There is an increasing need to explore the mechanism of the progression of non-alcoholic fatty liver disease. Steroid metabolism is closely linked to hepatic steatosis and steroids are excreted as bile acids (BAs). Here, we demonstrated that feeding WKAH/HkmSlc inbred rats a diet supplemented with cholic acid (CA) at 0.5 g/kg for 13 weeks induced simple steatosis without obesity. Liver triglyceride and cholesterol levels were increased accompanied by mild elevation of aminotransferase activities. There were no signs of inflammation, insulin resistance, oxidative stress, or fibrosis. CA supplementation increased levels of CA and taurocholic acid (TCA) in enterohepatic circulation and deoxycholic acid (DCA) levels in cecum with an increased ratio of 12α-hydroxylated BAs to non-12α-hydroxylated BAs. Analyses of hepatic gene expression revealed no apparent feedback control of BA and cholesterol biosynthesis. CA feeding induced dysbiosis in cecal microbiota with enrichment of DCA producers, which underlines the increased cecal DCA levels. The mechanism of steatosis was increased expression of Srebp1 (positive regulator of liver lipogenesis) through activation of the liver X receptor by increased oxysterols in the CA-fed rats, especially 4β-hydroxycholesterol (4βOH) formed by upregulated expression of hepatic Cyp3a2, responsible for 4βOH formation. Multiple regression analyses identified portal TCA and cecal DCA as positive predictors for liver 4βOH levels. The possible mechanisms linking these predictors and upregulated expression of Cyp3a2 are discussed. Overall, our observations highlight the role of 12α-hydroxylated BAs in triggering liver lipogenesis and allow us to explore the mechanisms of hepatic steatosis onset, focusing on cholesterol and BA metabolism.

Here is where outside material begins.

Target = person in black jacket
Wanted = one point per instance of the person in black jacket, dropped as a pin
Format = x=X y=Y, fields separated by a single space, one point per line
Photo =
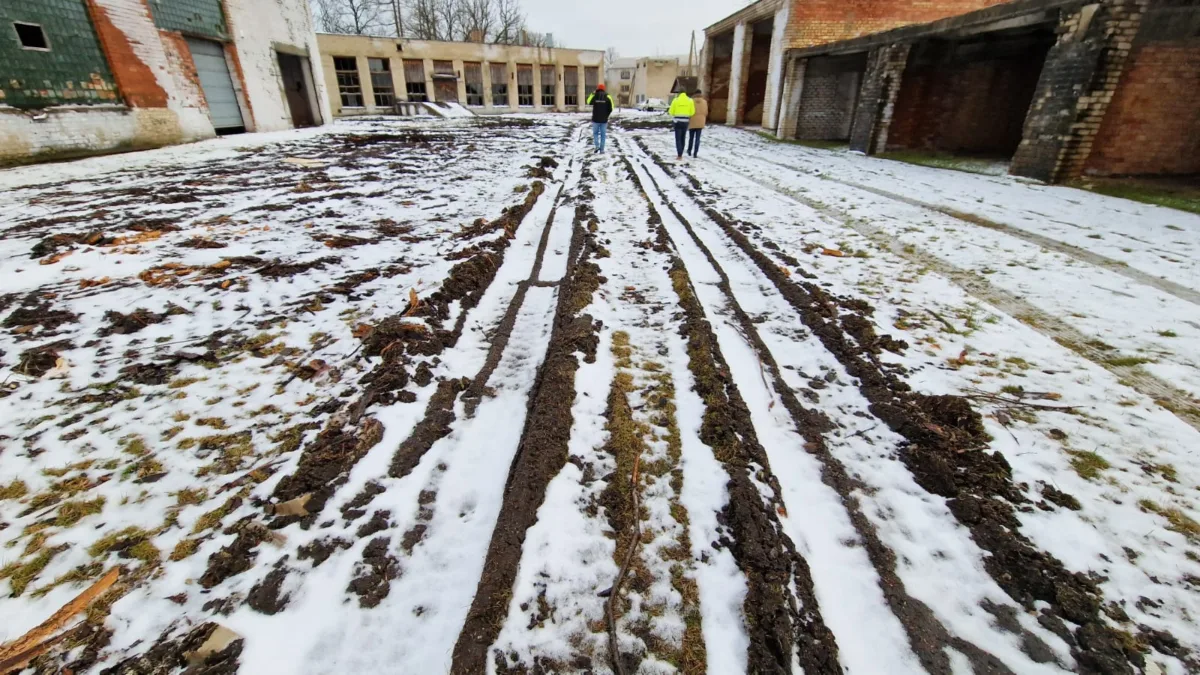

越来越需要探索非酒精性脂肪肝疾病发展的机制。类固醇代谢与肝脂肪变性密切相关，类固醇以胆汁酸（BAs）的形式排出。在这里，我们证明以WKAH / HkmSlc近交大鼠饲喂补充0.5 g / kg胆酸（CA）的饮食13周可以诱发单纯性脂肪变性而无肥胖。肝甘油三酸酯和胆固醇水平升高，同时氨基转移酶活性轻度升高。没有炎症，胰岛素抵抗，氧化应激或纤维化的迹象。补充CA会增加肠肝循环中CA和牛磺胆酸（TCA）的水平以及盲肠中脱氧胆酸（DCA）的水平，增加12α-羟基化BA与非12α-羟基化BA的比例。肝基因表达的分析表明没有明显的反馈控制BA和胆固醇的生物合成。CA饲喂导致盲肠菌群营养不良，DCA生产者数量增加，这突出了盲肠DCA水平的升高。脂肪变性的机制是表达增加Srebp1（肝脂肪生成的正调节剂）通过在CA喂养的大鼠中增加的氧固醇激活肝X受体而激活，特别是由上调负责4βOH形成的肝Cyp3a2表达形成的4β-羟基胆固醇（4βOH）。多元回归分析确定门TCA和盲肠DCA是肝4βOH水平的阳性预测指标。讨论了将这些预测因子与Cyp3a2表达上调的可能机制。总体而言，我们的观察结果突出了12α-羟基化BAs在触发肝脏脂肪形成中的作用，并使我们能够探索肝脂肪变性发作的机制，重点是胆固醇和BA代谢。